A wish list can be general, or for a specific occasion like a birthday – but either way, it will help your child learn patience and appreciation for such treats when you’re in a better position to grant their requests.
3. Teach Them To Save Up
Teaching your kids about managing finances is a vital skill that will come in handy when they’re older.
This informal financial education class is also a good way to explain to children why you can’t afford something.
One way you can encourage your kids to understand what is being said and teach them how to manage and save up their own money.
For example, you could give them pocket money and suggest they save up for larger items or future needs.
Make efforts to also help them understand the difference between ‘want’ and ‘need’.
You can point out to them how your income has to pay for all the costs you need to cover.
If they can see that things like food, fees, and rent come first, it’s easier to understand that random wants may have to wait.
Alternatively, you can suggest that they save up to cover some or all of the cost of the item (teaching delayed gratification).
The money they will save up can come from gifts, general allowance, chores, or other jobs.
The big benefit of this option is that, once they’ve saved enough money to make the purchase, they can feel pride in having managed their money well enough to handle the transaction.
Even if they save the entire amount, you can provide great support by helping them calculate how much is a reasonable amount to save, how long it will be before they reach goals, and finding ways for them to earn.
Acknowledging and offering positive encouragement along the way will help them stay focused on the goal as well.
4. Find Alternatives
Another option is for you to offer an alternative to what your child wants.
For instance, if your child wants a bowl of chocolate ice cream all the time, you could suggest and offer them a chocolate bar instead.
This action line holds a good opportunity to talk about opportunity costs, value or feature assessment, and general cost comparison.
Your child might protest at first if he has his heart set on something very specific, but will likely warm up to the other choices if you clearly present all their benefits.
Yes, talking about money can be tricky, but starting these conversations with your children and teaching them good money habits early can have long-term benefits.
Indeed, it will set your kids up with valuable life skills.
Ask your child/ren to complete chores to earn money towards the item they want.

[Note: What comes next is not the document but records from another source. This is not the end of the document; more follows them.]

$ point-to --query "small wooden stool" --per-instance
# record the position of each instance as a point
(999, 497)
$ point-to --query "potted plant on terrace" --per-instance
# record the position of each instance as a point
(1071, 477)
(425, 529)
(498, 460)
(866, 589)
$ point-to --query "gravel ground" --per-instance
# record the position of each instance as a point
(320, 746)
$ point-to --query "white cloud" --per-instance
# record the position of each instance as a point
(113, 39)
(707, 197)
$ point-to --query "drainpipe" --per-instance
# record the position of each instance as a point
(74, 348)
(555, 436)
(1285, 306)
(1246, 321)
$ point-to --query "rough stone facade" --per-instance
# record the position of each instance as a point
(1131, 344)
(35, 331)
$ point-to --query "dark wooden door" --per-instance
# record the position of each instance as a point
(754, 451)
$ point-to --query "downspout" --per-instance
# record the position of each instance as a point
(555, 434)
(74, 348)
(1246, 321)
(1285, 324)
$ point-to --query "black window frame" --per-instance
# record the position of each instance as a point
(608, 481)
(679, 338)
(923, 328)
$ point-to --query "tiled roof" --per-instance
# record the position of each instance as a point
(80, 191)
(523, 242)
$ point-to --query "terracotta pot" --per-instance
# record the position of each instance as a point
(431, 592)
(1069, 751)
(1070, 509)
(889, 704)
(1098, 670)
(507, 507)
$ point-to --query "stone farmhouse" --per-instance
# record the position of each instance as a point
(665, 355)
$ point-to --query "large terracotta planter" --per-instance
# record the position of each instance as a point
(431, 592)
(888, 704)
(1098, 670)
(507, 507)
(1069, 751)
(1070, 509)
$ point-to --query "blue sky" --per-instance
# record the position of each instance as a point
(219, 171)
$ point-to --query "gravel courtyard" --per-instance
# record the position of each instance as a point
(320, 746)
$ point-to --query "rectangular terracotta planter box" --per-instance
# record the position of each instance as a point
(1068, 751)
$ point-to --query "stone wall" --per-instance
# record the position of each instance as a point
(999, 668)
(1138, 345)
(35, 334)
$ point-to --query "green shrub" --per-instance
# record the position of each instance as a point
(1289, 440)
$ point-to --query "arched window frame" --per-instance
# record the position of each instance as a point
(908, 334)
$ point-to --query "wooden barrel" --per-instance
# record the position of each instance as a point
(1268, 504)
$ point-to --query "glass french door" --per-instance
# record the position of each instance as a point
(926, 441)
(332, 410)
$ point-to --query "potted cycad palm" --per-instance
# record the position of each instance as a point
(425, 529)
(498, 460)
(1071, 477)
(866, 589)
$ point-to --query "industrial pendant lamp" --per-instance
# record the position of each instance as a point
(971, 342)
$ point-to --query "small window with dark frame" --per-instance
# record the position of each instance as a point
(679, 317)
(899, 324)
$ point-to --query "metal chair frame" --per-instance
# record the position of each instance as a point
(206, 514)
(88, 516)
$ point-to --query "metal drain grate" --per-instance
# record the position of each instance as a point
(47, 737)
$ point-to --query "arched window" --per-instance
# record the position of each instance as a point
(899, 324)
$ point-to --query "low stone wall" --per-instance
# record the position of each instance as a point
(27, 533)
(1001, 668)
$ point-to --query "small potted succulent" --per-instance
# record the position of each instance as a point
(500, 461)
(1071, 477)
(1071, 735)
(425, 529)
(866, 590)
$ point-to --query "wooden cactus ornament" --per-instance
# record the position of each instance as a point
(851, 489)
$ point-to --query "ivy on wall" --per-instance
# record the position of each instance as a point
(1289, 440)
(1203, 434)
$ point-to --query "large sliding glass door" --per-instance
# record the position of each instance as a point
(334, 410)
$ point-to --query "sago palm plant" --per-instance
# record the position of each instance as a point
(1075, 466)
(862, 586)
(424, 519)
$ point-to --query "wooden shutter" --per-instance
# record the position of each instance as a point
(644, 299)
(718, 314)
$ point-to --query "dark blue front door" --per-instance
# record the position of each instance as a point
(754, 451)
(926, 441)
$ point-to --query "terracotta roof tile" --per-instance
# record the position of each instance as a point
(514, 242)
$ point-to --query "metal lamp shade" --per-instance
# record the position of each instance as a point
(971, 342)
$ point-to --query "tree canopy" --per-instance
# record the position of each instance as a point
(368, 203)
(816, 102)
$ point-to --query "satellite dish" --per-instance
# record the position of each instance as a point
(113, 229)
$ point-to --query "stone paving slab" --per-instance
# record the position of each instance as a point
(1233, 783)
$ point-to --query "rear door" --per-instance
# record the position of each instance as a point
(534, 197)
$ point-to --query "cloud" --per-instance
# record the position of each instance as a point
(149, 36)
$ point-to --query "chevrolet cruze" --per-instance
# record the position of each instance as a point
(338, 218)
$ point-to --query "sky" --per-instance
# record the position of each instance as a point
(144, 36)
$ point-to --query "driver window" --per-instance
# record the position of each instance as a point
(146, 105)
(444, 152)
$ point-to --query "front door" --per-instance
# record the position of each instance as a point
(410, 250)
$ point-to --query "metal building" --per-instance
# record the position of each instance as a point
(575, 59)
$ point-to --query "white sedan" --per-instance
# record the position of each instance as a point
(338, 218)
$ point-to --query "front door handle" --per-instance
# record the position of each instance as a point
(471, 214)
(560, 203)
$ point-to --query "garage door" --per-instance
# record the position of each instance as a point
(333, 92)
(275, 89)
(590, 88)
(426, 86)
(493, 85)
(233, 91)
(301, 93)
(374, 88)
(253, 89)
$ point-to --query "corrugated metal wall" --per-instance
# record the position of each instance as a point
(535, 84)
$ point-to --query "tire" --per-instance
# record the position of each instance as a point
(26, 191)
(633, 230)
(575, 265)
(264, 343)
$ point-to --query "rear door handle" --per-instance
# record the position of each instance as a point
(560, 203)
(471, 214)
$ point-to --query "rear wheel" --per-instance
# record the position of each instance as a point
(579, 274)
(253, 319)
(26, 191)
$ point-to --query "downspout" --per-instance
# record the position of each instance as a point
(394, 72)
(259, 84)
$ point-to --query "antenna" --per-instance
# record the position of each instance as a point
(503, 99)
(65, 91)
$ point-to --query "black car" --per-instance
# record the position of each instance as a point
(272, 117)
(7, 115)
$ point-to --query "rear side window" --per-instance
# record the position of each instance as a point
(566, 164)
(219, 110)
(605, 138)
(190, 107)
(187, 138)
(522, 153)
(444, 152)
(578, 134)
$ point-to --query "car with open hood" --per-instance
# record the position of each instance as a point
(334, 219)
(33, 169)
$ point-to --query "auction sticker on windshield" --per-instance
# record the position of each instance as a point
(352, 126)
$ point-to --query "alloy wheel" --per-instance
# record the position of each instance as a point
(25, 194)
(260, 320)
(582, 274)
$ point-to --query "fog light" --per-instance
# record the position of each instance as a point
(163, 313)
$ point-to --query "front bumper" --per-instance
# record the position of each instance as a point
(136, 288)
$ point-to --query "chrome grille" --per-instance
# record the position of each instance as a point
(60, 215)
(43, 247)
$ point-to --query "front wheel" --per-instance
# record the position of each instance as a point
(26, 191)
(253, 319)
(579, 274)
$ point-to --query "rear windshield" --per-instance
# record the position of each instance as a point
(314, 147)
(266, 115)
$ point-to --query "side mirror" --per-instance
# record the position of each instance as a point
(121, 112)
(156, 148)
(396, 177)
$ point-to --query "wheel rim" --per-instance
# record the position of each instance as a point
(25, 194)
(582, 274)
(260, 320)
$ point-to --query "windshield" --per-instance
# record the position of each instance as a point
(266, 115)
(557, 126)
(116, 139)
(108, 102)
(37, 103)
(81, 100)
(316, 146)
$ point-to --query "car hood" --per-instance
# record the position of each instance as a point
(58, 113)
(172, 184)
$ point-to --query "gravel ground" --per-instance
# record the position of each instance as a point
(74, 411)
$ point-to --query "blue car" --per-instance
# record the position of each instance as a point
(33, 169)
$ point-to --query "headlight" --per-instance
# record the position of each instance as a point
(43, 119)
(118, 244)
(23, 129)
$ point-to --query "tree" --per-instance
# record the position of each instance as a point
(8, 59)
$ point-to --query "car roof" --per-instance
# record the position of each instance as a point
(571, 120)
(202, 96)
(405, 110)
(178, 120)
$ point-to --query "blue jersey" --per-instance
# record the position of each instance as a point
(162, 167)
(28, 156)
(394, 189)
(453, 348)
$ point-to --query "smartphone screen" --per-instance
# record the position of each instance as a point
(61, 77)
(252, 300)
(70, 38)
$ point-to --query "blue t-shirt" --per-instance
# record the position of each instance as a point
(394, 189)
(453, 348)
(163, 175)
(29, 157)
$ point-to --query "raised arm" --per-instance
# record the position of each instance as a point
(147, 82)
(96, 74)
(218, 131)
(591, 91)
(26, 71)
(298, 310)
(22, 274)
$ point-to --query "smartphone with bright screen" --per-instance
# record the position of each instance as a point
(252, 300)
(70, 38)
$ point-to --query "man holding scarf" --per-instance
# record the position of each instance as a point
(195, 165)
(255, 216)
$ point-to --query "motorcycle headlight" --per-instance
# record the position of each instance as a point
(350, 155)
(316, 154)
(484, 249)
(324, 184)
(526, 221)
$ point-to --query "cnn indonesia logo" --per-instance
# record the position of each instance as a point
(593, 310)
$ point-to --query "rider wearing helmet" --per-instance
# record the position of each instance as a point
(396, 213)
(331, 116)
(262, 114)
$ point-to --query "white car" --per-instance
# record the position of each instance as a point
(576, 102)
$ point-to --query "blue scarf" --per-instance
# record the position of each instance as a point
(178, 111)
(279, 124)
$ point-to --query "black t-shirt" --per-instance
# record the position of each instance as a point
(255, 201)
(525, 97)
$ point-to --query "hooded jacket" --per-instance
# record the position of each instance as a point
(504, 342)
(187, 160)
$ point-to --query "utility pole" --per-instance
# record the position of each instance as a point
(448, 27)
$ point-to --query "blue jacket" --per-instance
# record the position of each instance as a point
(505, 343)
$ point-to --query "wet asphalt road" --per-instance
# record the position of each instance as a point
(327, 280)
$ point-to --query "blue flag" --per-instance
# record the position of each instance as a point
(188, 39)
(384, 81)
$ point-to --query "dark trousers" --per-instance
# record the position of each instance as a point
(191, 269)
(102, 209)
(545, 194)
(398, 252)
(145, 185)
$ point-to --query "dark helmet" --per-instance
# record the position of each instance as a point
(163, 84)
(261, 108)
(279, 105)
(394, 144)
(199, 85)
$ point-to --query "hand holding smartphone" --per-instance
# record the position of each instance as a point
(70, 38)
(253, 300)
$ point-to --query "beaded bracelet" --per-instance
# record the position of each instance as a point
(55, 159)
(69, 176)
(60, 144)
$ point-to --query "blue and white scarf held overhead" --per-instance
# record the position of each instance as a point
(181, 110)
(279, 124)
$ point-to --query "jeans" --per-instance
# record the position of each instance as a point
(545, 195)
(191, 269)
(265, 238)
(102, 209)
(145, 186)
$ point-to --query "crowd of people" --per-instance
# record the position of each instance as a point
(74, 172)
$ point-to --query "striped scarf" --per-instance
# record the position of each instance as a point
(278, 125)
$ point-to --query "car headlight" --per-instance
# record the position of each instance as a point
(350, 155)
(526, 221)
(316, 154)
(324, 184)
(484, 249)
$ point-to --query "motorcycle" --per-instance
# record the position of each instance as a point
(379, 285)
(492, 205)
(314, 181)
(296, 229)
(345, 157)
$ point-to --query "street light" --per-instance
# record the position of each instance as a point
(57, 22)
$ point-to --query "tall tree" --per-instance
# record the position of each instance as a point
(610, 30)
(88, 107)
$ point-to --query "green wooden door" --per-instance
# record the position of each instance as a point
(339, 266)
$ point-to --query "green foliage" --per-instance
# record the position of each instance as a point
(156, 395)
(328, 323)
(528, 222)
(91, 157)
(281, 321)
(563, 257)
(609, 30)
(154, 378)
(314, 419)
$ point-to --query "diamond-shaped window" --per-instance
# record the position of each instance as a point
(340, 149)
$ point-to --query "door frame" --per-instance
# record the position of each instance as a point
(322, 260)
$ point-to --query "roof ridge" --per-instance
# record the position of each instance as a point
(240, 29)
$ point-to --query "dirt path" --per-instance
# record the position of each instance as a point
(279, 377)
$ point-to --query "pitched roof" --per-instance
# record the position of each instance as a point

It really doesn’t have to be much.
This will provide a sense of responsibility, and even pride when the savings target is reached.
And remember, as you are their first role model, it can also help children to see you sticking to your own rules when buying things for yourself.
It’s not enough to expect your kids to be resilient; you need to put in the work to help them to build their own resilience and identify what works for them, and what doesn’t.
A key element is giving your youngsters the necessary tools and techniques to help them with problem-solving from an early age.
This will be handy throughout their lifetime.